Mike Fiedler from PyPI asked me recently: which package ecosystems have mirroring tools and what protocols do they use? Here’s what I found.
This post primarily covers mirroring: tools and protocols for creating and maintaining copies of package registries. It doesn’t cover private registries, artifact storage, or dependency proxying except where those tools also support mirroring.
Ecosystems with mirroring tools
apt/deb (Debian, Ubuntu)
The most mature mirroring ecosystem, with several tools at different levels of complexity.
ftpsync is the official tool. It runs a two-stage rsync: first syncing package files, then metadata (Packages, Release, InRelease). This ordering matters because it prevents apt clients from seeing references to packages that haven’t arrived yet. Upstream mirrors can trigger syncs over SSH rather than waiting for a cron schedule.
debmirror supports HTTP, HTTPS, FTP, and rsync as transport. It verifies GPG signatures on Release files by default using gpgv, and checks downloaded file checksums (MD5, SHA1, SHA256) against what the Release file claims. It also supports pdiffs for incremental metadata updates, downloading diffs to Packages/Sources files rather than re-fetching them entirely.
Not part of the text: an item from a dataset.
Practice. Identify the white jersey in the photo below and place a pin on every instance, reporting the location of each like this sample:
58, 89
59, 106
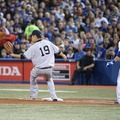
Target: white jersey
42, 53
apt-mirror is simpler: it downloads via wget over HTTP/HTTPS/FTP, does a full scan each run comparing against upstream package listings, and doesn’t verify GPG signatures itself (leaving that to apt on the client side).
aptly adds a layer on top. It verifies upstream GPG signatures on sync, then re-signs the published repository with the operator’s own GPG key. Its snapshot model lets you capture point-in-time states of a mirror and atomically swap what’s published, which is useful if you want to control exactly when updates roll out.
The underlying format ties it all together: Packages files list available packages with checksums, Release files are signed with GPG, and InRelease combines the release metadata and signature into a single file. Clients verify these signatures before trusting any mirror’s content, so mirrors don’t need to be trusted.
rpm/yum/dnf (Fedora, RHEL, CentOS)
reposync downloads RPMs from a channel over HTTP/HTTPS using yum/dnf internals. createrepo_c generates the repository metadata: repomd.xml as the root index, plus primary.xml.gz, filelists.xml.gz, other.xml.gz, and comps.xml for group metadata. Each entry in repomd.xml includes SHA256 checksums and sizes for the corresponding metadata files. RPM packages are individually GPG-signed, and repomd.xml itself can carry a detached .asc signature. reposync requires the system to be subscribed to the channel it syncs, which is a licensing constraint.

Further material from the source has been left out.